Cyber Incident Victim: TeleMessage
Date:
May 2025
Location:
United States of America
Summary
TeleMessage suspended all services after hackers claimed to have stolen files from it, prompting its owner Smarsh to investigate with an external cybersecurity firm. The U.S. Customs and Border Protection disabled the app as a precaution, and other federal agencies with contracts are reviewing their use. A hacker provided a screenshot showing the app’s employee contact list from Coinbase, which the exchange confirmed was authentic but stressed that no customer data was compromised. It remains unclear whether the accessed files contain any sensitive government conversations.
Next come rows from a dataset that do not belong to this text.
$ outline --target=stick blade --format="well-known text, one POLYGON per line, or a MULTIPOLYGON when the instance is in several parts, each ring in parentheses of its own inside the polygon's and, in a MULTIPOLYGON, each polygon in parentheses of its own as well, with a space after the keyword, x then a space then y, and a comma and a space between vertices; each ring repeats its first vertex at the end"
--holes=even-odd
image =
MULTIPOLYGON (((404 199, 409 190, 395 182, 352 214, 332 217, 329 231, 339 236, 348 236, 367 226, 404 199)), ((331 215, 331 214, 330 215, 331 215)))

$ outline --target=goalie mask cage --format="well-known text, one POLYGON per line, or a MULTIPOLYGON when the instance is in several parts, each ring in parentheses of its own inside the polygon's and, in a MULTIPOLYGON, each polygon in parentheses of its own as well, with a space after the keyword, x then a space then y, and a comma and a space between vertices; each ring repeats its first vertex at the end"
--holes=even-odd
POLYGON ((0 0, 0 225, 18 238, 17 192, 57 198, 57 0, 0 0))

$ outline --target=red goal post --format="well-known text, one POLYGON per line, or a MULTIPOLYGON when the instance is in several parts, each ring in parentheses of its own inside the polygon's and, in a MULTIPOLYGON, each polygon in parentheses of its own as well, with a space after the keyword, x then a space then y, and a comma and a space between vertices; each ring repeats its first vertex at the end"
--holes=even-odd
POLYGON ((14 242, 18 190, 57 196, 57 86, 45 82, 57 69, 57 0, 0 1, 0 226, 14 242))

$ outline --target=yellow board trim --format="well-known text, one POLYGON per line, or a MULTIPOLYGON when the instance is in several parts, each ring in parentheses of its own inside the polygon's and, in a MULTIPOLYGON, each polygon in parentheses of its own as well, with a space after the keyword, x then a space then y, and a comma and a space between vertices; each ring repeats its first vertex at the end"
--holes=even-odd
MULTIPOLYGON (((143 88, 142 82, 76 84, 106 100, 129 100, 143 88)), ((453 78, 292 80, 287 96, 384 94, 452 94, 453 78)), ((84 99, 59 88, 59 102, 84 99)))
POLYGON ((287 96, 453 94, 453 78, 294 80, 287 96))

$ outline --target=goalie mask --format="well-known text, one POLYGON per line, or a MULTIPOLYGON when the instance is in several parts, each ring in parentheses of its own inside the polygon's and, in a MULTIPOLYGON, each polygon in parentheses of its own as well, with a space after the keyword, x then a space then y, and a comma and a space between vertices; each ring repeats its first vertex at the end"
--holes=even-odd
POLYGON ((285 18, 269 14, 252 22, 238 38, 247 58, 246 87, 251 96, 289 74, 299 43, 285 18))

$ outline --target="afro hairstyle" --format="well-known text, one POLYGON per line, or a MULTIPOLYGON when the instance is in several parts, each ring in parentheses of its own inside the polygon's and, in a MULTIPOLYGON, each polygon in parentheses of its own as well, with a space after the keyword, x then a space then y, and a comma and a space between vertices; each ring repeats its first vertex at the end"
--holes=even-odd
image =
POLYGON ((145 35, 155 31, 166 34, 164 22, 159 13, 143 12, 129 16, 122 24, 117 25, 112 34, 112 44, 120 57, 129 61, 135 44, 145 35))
| CIA Posture | Motives | Tactics, Techniques & Procedures |
|---|---|---|
| Available to members | 1 motive | 1 technique |
| Threat Actors | Type | Location |
|---|---|---|
| 0 actors | Available to members | Available to members |
Description
TeleMessage, the messaging app used by former national security adviser Mike Waltz to archive his group chats, suspended all services on May 1, 2025 after the company announced it was investigating a potential security incident. A Smarsh spokesperson said that upon detection the company acted quickly to contain the issue and engaged an external cybersecurity firm to support the investigation, and that out of an abundance of caution all TeleMessage services were temporarily suspended. The app had come under public scrutiny after Waltz appeared to be using it during a Cabinet meeting, reviving concerns about the security of his communication methods that had been raised during the “Signalgate” controversy in which he inadvertently added a journalist to a Signal chat planning military strikes on Houthis in Yemen. Following the detection of the cyber incident, Customs and Border Protection, a component of the Department of Homeland Security, disabled TeleMessage as a precautionary measure, with a DHS spokesperson stating that the investigation into the scope of the breach was ongoing. The article notes that TeleMessage uses encryption technology similar to Signal but also provides government agencies and companies with a way to back up copies of chats for compliance purposes, a feature that had been highlighted in a now‑removed blog post describing the app’s purpose for balancing secrecy with archiving requirements.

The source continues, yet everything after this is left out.